-
Couldn't load subscription status.
- Fork 132
Description
Describe the bug
For torchinfo 1.8 on a Mac with M2 chip, the following code resulted in a runtime error:
device = torch.accelerator.current_accelerator()
model = nn.Sequential(nn.Flatten(), nn.Linear(3072, 10)).to(device)
summary(model, input_size=(batch_size, 3, 32, 32))
...
out = model(data)
with the error message
RuntimeError: Tensor for argument weight is on cpu but expected on mps
The same code ran fine on Linux with a Nvidia card.
Expected behavior
No runtime error.
Desktop
- OS: Apple Sequoia 15.5
- CPU: M2 chip ("Apple silicon")
- torchinfo version: 1.8
Quick workarounds
- (preferred) add "device=" to the call of torchinfo.summary(). E.g.

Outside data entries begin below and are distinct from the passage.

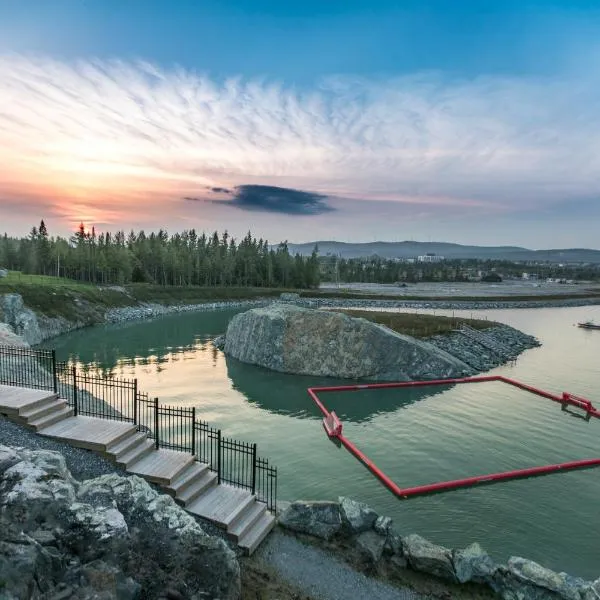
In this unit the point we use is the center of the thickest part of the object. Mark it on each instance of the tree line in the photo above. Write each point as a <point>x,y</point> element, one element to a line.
<point>380,270</point>
<point>181,259</point>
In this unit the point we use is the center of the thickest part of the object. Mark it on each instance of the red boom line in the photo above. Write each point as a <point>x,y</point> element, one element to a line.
<point>333,427</point>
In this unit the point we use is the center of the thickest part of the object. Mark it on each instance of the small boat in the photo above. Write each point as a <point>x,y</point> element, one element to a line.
<point>588,325</point>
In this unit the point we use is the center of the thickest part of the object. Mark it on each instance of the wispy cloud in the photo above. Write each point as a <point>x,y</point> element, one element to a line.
<point>133,132</point>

summary(model, input_size=(batch_size, 3, 32, 32), device=device) - (also works) push the model back to the device (
model = model.to(device)) after a call totorchinfo.summary()
Cause of bug
In torchinfo.py, the function get_device() seems to be focused on recognising only CUDA as
accelerator, whereas other platforms may have different accelerators. E.g., M-chip Macs
have "mps".
This apparently leads to torchinfo pushing the model to the "cpu" when "device=" was
not given in the call to summary(), which then leads to a runtime error during model training
(or evaluation) when the data is on the accelerator and the model (or parts of it) are
on the CPU.
Bug fix
I have create a PR that should fix the bug for any accelerator recognised by PyTorch.